I thank the hon. Member for Eltham for welcoming the measure. It has cross-party support because, as I mentioned earlier, all of us as constituency MPs are aware of many community organisations that will benefit from being freed from bureaucracy. It is important to state that the overwhelming majority of the organisations that we know and work with in our constituencies are sensible, and simply want to put on events for the entertainment or elucidation of their communities. We should support them as far as possible by making their lives easier.
However, that does not preclude hon. Members from asking important questions on the detail of the order, so I am grateful to the hon. Member for Eltham for
raising several points that will allow me to put on record what I hope is useful clarification; if it is not, I will write to him to provide that.The hon. Gentleman mentioned unsafe venues. Safety must be paramount, particularly when large groups of people are gathered together indoors. It is important to put on the record that health and safety controls will apply; those are underpinned by civil law.
As far as nuisance is concerned, of course, none of us wants to live next door to late-night loud music or noise, or to be regularly disturbed by that. In those circumstances, the normal rules pertaining to environmental health under the Environmental Protection Act 1990 will apply.

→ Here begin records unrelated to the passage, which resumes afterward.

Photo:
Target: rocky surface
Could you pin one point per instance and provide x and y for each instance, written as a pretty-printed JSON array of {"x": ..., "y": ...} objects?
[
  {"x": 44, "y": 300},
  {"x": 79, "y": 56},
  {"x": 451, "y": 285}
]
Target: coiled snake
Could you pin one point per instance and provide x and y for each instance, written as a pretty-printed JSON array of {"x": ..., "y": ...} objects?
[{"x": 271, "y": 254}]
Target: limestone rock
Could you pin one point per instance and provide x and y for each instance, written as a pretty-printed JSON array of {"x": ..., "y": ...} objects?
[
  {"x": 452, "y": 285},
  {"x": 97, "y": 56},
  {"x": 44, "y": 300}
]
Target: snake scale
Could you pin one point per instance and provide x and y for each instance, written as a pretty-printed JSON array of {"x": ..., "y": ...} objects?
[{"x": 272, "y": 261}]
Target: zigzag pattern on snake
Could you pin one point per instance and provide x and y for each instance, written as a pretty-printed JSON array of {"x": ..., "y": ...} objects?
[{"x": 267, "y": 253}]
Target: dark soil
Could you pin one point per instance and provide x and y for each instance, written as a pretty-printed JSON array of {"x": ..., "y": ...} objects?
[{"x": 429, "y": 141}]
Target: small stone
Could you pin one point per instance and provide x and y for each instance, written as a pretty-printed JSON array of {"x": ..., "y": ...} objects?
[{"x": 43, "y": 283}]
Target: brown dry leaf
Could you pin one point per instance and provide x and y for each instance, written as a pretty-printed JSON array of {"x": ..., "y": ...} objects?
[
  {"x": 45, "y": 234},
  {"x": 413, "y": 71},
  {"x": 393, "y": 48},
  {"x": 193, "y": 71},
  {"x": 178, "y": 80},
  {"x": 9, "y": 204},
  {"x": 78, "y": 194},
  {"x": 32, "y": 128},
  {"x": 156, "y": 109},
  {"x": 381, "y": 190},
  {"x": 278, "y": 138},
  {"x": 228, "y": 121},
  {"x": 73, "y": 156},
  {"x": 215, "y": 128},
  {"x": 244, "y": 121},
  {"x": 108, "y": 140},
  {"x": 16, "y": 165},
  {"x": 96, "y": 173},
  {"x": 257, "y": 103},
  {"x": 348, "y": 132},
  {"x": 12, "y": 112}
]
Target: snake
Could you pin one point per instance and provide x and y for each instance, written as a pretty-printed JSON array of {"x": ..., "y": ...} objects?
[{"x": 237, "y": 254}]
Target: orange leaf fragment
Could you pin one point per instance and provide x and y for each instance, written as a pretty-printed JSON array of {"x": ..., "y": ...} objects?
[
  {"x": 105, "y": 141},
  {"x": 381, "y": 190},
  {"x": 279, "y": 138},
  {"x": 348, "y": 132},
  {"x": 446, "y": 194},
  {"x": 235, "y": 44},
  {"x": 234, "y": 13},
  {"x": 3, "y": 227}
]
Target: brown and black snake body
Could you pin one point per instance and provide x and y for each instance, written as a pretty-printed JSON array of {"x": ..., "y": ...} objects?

It will be the organisers’ responsibility to ensure that the right number of people are at the venue, just as it is under the current regulation. Action can be taken by a local authority if it is reported and proved that the numbers exceeded the venue’s limit.
The hon. Member for Eltham quite rightly raised the issue of people bringing their own alcohol to an event. I refer him to my earlier remarks. We should trust the overwhelming majority of organisers to organise a safe and enjoyable event, but the police have powers to intervene should alcohol cause concern. Measures such
as designated public place orders and alcohol control areas are available to the police should that be a pertinent issue.I did not come to the Committee expecting an examination of the place of Graeco-Roman wrestling in our national life or in that of Lord Clement-Jones, a man whom I admire for many reasons and whom I now have a further reason to admire. We think that we have got the correct balance to address the licensing objectives of the 2003 Act, but we will listen to representations if there appear to be any problems. In answer to the hon. Member for Manchester, Withington, we think that we have covered all kinds of contact sport, but if I have got that wrong in any way, I will ensure that I write to him to clarify the position.
The hon. Member for Eltham mentioned the importance of the guidance. A draft of the revised guidance under section 182 of the 2003 Act has been placed in the Libraries, and, if Parliament is content, we aim to commence the order and lay the revised guidance formally on Thursday 27 June. For the elucidation of members of the Committee, the guidance is subject to the negative resolution procedure.